You can also send segment data to the target platform by creating an activation in the Audience Studio.

1. Navigate to **Audience Studio**.
2. Select a parent segment.
3. Open the target segment, right-mouse click, and then select **Create Activation.**
4. In the **Details** panel, enter an Activation name and configure the activation according to the previous section on Configuration Parameters.
5. Customize the activation output in the **Output Mapping** panel.

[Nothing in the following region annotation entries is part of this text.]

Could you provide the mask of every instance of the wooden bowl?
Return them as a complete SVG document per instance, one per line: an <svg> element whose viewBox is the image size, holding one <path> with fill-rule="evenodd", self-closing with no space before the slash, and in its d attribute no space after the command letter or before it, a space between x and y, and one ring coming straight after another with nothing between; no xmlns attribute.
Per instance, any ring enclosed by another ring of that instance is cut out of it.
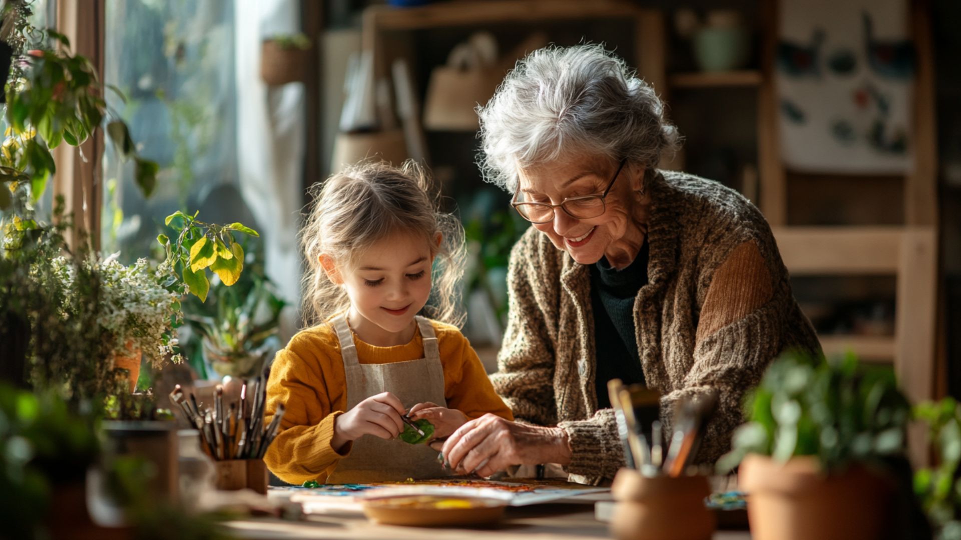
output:
<svg viewBox="0 0 961 540"><path fill-rule="evenodd" d="M407 527L491 526L504 516L504 501L473 497L406 495L364 503L368 519Z"/></svg>

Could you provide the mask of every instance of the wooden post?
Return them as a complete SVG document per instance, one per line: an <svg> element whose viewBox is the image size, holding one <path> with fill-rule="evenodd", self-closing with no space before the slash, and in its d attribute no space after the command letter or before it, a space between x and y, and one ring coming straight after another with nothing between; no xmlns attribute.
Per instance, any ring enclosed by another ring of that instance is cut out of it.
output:
<svg viewBox="0 0 961 540"><path fill-rule="evenodd" d="M760 208L772 227L787 225L787 177L780 159L777 133L777 87L775 84L775 51L777 45L776 0L761 0L763 81L757 91L757 169L760 174Z"/></svg>
<svg viewBox="0 0 961 540"><path fill-rule="evenodd" d="M105 0L57 0L57 29L70 39L73 54L87 57L99 77L104 73ZM81 155L83 152L83 157ZM62 144L54 150L57 172L54 195L62 195L74 230L68 236L77 246L82 231L89 234L93 251L100 249L100 209L104 186L100 182L104 133L97 129L80 148Z"/></svg>

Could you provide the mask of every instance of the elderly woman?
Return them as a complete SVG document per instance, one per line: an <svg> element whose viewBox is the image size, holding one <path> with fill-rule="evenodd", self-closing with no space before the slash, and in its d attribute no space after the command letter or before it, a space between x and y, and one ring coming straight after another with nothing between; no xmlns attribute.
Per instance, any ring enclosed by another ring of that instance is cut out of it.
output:
<svg viewBox="0 0 961 540"><path fill-rule="evenodd" d="M468 422L444 455L482 476L557 463L577 480L611 479L625 463L616 378L657 389L666 427L679 400L716 391L698 454L715 460L771 360L820 350L761 212L655 168L677 132L653 88L601 46L531 53L479 112L486 178L533 225L510 256L492 377L518 421Z"/></svg>

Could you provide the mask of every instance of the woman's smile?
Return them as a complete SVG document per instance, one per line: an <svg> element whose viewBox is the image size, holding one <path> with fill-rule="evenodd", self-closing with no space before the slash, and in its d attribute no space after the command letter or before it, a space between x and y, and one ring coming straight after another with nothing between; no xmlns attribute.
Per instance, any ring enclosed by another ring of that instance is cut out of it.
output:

![](/assets/ouput.b2c7f1d909c4f98ed10f5300df858a4b19f71a3b0834df952f5fb24018a5ea78.8ebdf569.png)

- Attribute Columns
  - Select **Export All Columns** to export all columns without making any changes.
  - Select **+ Add Columns** to add specific columns for the export. The Output Column Name pre-populates with the same Source column name. You can update the Output Column Name. Continue to select **+ Add Columns**to add new columns for your activation output.
- String Builder
  - **+ Add string** to create strings for export. Select from the following values:
    - String: Choose any value; use text to create a custom value.
    - Timestamp: The date and time of the export.
    - Segment Id: The segment ID number.
    - Segment Name: The segment name.
    - Audience Id: The parent segment number.


1. Set a **Schedule**.


![](/assets/snippet-output-connector-on-audience-studio-2024-08-28.a99525173709da1eb537f839019fa7876ffae95045154c8f2941b030022f792c.8ebdf569.png)

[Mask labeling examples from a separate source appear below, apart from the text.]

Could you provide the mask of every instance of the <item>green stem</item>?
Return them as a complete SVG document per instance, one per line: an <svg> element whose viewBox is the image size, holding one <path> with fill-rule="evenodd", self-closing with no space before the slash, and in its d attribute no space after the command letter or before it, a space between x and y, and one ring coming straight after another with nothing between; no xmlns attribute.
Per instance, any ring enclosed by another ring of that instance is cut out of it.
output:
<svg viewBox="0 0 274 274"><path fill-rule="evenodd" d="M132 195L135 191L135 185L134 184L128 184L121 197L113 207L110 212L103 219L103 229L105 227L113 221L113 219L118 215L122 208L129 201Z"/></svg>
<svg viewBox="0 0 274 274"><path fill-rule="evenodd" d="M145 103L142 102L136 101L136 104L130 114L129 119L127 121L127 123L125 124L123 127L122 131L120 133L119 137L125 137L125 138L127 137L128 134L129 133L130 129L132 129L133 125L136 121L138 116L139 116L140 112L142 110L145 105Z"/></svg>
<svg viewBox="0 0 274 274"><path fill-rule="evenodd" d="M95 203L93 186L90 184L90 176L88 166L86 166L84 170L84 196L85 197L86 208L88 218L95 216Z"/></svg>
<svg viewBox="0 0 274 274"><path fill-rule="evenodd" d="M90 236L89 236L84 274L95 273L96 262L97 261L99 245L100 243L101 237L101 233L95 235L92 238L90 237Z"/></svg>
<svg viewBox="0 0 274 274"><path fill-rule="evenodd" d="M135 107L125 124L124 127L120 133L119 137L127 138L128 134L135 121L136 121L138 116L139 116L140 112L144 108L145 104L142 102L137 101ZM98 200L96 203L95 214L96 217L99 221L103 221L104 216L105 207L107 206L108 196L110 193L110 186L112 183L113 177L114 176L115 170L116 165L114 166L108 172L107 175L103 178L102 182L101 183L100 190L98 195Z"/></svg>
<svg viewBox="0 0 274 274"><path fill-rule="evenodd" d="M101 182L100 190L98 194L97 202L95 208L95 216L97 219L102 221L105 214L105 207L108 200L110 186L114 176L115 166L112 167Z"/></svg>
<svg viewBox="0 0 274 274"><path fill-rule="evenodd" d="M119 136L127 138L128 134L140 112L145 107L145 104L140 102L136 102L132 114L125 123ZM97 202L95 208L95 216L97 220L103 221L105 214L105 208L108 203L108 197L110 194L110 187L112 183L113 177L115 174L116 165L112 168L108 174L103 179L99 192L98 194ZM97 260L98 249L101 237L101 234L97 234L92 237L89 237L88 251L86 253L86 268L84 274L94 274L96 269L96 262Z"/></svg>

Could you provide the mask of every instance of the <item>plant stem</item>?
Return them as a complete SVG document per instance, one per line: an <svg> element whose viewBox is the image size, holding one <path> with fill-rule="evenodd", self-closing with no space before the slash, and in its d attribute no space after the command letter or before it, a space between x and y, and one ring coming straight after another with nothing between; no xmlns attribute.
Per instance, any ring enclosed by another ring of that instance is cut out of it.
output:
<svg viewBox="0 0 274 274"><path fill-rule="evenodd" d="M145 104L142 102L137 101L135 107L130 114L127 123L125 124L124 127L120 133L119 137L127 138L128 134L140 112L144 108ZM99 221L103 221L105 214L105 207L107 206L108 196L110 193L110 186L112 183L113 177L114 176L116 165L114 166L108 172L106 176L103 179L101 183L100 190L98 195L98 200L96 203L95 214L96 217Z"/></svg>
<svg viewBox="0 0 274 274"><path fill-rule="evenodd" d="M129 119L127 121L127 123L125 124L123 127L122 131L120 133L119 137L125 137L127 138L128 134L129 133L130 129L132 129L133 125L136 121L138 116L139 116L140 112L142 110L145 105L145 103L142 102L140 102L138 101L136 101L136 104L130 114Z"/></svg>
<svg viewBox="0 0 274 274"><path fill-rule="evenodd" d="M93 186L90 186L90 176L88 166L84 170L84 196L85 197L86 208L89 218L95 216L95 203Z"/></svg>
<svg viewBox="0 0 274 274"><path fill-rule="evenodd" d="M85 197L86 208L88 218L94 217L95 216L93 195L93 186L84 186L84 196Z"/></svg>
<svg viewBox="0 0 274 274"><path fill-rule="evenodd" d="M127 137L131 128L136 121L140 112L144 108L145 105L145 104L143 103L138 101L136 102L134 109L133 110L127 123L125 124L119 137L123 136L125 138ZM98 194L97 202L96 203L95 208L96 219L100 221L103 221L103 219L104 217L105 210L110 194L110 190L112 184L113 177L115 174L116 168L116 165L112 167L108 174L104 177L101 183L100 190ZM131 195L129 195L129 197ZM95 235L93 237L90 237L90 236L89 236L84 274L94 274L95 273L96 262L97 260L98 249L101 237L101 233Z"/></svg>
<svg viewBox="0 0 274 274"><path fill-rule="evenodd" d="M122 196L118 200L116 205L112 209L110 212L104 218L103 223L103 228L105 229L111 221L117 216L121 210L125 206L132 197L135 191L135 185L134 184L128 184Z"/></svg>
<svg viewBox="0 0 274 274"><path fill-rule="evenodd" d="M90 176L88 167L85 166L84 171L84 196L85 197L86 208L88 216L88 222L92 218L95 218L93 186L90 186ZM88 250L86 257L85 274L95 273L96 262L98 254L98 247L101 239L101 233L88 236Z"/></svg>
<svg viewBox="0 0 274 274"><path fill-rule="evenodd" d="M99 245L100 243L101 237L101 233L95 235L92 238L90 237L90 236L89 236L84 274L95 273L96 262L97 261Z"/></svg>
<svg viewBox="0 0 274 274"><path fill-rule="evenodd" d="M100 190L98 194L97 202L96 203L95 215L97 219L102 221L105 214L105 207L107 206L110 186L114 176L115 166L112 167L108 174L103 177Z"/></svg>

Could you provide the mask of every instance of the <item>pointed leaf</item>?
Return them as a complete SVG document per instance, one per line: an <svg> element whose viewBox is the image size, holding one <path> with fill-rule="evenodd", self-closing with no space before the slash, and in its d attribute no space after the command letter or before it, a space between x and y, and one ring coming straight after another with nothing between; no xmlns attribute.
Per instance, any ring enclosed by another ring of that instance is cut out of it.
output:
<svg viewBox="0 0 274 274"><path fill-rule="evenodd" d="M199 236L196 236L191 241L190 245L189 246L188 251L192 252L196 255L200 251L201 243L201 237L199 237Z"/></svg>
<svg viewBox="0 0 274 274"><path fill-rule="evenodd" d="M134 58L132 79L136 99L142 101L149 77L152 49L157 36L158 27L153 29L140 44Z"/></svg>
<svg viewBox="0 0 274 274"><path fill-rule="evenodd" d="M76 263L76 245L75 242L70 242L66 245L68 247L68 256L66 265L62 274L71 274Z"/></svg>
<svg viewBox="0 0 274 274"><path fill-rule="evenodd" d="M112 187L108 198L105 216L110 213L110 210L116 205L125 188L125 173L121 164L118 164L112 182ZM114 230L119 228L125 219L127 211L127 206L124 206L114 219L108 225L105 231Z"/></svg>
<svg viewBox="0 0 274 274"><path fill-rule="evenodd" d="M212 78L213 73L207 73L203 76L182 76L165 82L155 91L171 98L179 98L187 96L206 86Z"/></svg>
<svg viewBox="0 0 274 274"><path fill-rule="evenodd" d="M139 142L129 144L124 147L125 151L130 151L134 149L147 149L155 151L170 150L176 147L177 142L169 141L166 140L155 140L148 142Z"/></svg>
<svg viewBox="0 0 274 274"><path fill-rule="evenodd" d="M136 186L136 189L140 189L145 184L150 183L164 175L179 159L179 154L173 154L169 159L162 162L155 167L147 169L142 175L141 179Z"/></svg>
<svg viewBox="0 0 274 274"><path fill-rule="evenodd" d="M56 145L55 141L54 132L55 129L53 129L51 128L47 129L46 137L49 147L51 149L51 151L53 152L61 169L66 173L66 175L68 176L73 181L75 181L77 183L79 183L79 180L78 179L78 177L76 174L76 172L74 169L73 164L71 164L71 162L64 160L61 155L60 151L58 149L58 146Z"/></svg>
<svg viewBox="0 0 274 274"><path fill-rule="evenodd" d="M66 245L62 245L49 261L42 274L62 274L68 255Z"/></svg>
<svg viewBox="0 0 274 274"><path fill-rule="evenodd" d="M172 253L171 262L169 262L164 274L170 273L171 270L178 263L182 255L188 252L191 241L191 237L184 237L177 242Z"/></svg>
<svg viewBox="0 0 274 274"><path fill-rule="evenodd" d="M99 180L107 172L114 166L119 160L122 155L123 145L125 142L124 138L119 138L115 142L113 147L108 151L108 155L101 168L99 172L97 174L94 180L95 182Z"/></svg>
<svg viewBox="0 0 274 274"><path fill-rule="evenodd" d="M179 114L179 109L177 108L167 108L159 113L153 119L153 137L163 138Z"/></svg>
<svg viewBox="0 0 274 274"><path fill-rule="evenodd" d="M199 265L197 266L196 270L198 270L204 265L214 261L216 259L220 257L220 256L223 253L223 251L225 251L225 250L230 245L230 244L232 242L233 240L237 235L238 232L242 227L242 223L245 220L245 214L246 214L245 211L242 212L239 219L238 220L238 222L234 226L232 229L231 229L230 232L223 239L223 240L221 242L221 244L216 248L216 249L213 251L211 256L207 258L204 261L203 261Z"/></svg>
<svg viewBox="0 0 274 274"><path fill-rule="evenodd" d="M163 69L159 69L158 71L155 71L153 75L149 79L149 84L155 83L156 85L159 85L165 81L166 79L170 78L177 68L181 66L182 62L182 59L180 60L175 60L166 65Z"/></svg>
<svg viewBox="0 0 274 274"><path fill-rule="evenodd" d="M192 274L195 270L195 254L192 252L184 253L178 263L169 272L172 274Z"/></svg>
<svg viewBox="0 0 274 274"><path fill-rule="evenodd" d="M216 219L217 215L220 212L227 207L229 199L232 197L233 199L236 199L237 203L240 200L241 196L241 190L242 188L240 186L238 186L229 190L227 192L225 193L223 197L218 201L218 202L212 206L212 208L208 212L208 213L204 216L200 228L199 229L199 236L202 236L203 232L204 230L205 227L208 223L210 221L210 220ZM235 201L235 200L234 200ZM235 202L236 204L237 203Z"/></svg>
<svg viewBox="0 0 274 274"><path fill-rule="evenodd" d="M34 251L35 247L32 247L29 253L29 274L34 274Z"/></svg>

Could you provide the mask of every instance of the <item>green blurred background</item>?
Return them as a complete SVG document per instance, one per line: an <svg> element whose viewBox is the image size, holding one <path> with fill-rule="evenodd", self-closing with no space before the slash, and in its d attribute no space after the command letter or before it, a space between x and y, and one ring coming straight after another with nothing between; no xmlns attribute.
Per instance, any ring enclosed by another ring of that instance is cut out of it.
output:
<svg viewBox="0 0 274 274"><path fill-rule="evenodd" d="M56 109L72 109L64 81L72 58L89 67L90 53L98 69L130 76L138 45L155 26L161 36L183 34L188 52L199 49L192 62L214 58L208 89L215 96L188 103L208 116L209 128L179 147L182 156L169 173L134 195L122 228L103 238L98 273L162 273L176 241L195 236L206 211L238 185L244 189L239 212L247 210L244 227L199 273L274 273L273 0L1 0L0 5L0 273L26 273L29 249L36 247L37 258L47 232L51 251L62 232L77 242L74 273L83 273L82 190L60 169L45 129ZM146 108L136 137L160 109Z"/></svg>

- Select the values to define your schedule and optionally include email notifications.


1. Select **Create**.


If you need to create an activation for a batch journey, review [Creating a Batch Journey Activation](/products/customer-data-platform/journey-orchestration/batch/creating-a-batch-journey-activation).

# CLI Examples

If you use the TD Toolbelt to run the query that returns the data that you want to have exported to Amazon Redshift:

## One Time Export using CLI


```bash
td query -w -d testdb \
--result 'redshift://username:password@host.redshift.amazonaws.com/database/table?mode=replace' \
"SELECT code, COUNT(1) FROM www_access GROUP BY code"
```

## Scheduled Export using CLI


```bash
td sched:create hourly_count_example "0 * * * *" -d testdb \
--result 'redshift://username:password@host.redshift.amazonaws.com/database/table?mode=replace' \
"SELECT COUNT(*) FROM www_access"
```

## Troubleshooting

### If your Redshift doesn’t get any data, even when the job for Result Output to Redshift was successful

Result Output to Redshift tries to convert column type if the destination table already exists. If the conversion fails, the column becomes NULL and all records are rejected if the column on Redshift is NOT NULL field.